As artes e os mesteres tradicionais de Guimarães vão-se perdendo. Catarina Pereira, d’ Oficina, confessou a O MINHO que já “recolheu os restos mortais” de três mesteres que se perderam no concelho: um artista que trabalhava a cera, a produção de pentes e, mais recentemente, o ferreiro que tinha a sua oficina no Centro Histórico. As tradicionais Cantarinhas dos Namorados ou das Prendas, já só têm três artífices que as sabem fazer.
A Cantarinha das Prendas ou dos Namorados é moldada em barro vermelho e ornada com motivos polvilhados de mica branca (pó de moscovite, obtido a partir do granito) e faz-se desde o século XVI. Era usada como presente à noiva, quando o rapaz se dispunha a fazer o pedido oficial de casamento. Se a Cantarinha era aceite, estava formalizado o pedido, embora faltasse ainda convencer os pais.

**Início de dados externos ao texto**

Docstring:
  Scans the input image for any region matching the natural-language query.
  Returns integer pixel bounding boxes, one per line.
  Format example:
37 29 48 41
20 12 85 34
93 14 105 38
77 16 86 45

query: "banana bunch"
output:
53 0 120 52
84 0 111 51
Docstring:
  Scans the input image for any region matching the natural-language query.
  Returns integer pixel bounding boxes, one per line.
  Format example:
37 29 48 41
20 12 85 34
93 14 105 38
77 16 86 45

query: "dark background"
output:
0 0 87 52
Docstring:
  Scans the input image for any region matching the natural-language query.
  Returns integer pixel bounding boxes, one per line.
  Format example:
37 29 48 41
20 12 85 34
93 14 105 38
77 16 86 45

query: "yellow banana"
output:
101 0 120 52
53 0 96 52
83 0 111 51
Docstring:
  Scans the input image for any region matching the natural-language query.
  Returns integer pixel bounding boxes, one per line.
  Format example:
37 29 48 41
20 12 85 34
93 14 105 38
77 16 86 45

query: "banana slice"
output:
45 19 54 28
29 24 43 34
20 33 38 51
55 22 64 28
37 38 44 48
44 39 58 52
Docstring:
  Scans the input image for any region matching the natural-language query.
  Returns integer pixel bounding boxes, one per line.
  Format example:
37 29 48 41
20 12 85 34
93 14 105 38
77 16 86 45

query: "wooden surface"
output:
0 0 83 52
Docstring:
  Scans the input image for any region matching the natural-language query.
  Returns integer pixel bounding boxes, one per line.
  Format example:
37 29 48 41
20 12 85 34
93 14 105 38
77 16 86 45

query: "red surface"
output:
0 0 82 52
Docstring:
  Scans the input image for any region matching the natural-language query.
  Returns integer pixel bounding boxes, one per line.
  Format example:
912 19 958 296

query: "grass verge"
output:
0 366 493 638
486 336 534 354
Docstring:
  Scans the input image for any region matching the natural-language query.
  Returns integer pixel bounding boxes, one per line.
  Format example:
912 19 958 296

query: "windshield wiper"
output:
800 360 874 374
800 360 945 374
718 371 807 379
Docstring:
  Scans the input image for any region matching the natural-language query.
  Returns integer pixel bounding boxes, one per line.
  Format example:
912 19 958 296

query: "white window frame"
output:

Se obtinham o consentimento paterno, a Cantarinha servia então para guardar as prendas que o noivo e os pais iam oferecendo: cordões, tranceletes, corações, cruzes, borboletas, estrelas, arrecadas, relicários e outros objetos em ouro. Há muito que este costume se perdeu, contudo, as Cantarinhas fazem parte da memória dos vimaranenses e por essa via da sua identidade. Embora já não cumpram com a função que lhes deu origem, o desaparecimento destes objetos seria uma amputação de um dos laços que liga o vimaranense de hoje com os seus avós e bisavós.
Catarina Pereira deixa claro que uma das coisas que permitiu que a Cantarinha sobrevivesse aos tempos e chegasse até nós, “foi o facto de os motivos decorativos se terem adaptado ao gosto de cada época.” O que dá o mote para o novo programa de Mudança e Intervenção Criativa em Artesanato (MICA), apresentado este sábado na Loja da Oficina, na rua da Rainha, no Centro Histórico de Guimarães.
A Loja da Oficina passará a ser um ponto de encontro de criativos e artesãos em torno do saber-fazer e das técnicas de execução das artes tradicionais vimaranenses, dando lugar à inovação e pensamento do artesanato na atualidade.
A Oficina – através da sua intervenção nas áreas do Património e Artesanato – pretende convidar artesãos, artistas e designers a desenvolverem um programa de mudança e intervenção criativa no artesanato local, sob a forma de ateliê expositivo.
Na apresentação do programa, Cristina Vilarinho e Alberto Azevedo explicaram que tudo aquilo que desenvolvem tem muito que ver com o tradicional como base de trabalho, mas não para fazer igual. Os dois ceramistas do Projeto A2, estiveram ligados ao“Conta-me”, um projeto da responsabilidade d’A Oficina, em que também colaborou a Pé de Mosca, com o objetivo de preservar a memória da Cantarinha dos Namorados. Além do seu valor patrimonial, a Cantarinha dos Namorados encerra um conjunto de técnicas transmitidas geracionalmente pelos mestres oleiros desde, pelo menos, o séc. XVI. Inspirados no poder simbólico da cantarinha e na sua forma peculiar, a Pé de Mosca e o Projeto A2, conseguiram criar outra peça, útil, contemporânea, e que não esconde o parentesco com a velhinha Cantarinha.
Em pleno Centro Histórico de Guimarães, a menos de um minuto a pé do largo da Oliveira, a Loja Oficina é a casa onde nascem e moram o Bordado de Guimarães e a Cantarinha dos Namorados e onde se preserva e dinamiza um vasto património do concelho.